Deco served its first hot dog and what would become known as “Buffalo’s best cup of coffee” in 1918. Success at that first small stand at the corner of Main and Lisbon saw another small stand open near Seneca and Bailey. By the 1940s, Gregory Deck grew the business into an empire of more than 50 Deco lunch counters around the city. These places were small, cheap, and slam-bang. From your stool bolted in front of a small counter, you could order coffee, burgers, hot dogs, and a limited menu of one or two regularly changing specials. Cherry Cokes and lemonades were the favorites of the younger crowd.
1959 (Buffalo Stories archives/Steve Cichon collection)

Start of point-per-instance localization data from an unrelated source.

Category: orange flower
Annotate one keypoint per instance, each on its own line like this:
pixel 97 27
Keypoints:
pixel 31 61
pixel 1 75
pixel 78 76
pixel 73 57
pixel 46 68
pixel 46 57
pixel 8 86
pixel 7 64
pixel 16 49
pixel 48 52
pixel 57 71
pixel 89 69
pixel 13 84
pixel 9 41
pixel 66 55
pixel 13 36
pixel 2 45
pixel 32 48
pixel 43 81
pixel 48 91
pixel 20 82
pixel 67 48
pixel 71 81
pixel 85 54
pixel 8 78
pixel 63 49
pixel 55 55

The smell of grease, cigarettes, and coffee hung in the air. Reflective of Buffalo’s then overwhelmingly blue collar factory workforce, Deco was more a place for shift workers to consume sustenance than a place to sit down and enjoy a meal. Depression-era and then war-production-era Buffalo lapped up the no-frills little joints.
In the ’50s, the appeal of Deco’s haggard simplicity was waning. Teenagers still liked the cheap prices and the pinball machines that were squeezed into most locations, but more welcoming places like Your Host and Colonial House were gaining a foothold with bigger menus and a nicer atmosphere. On the cheaper end, places like Henry’s Hamburgers were offering a sack of burgers for a buck. McDonald’s was there, too — faster and cheaper.
When Gregory Deck retired in 1961, he sold out to SportsService and the Jacobs family. Eight units remained in 1977, and the last one — now the parking lot for the Hotel Lafayette — closed in 1981.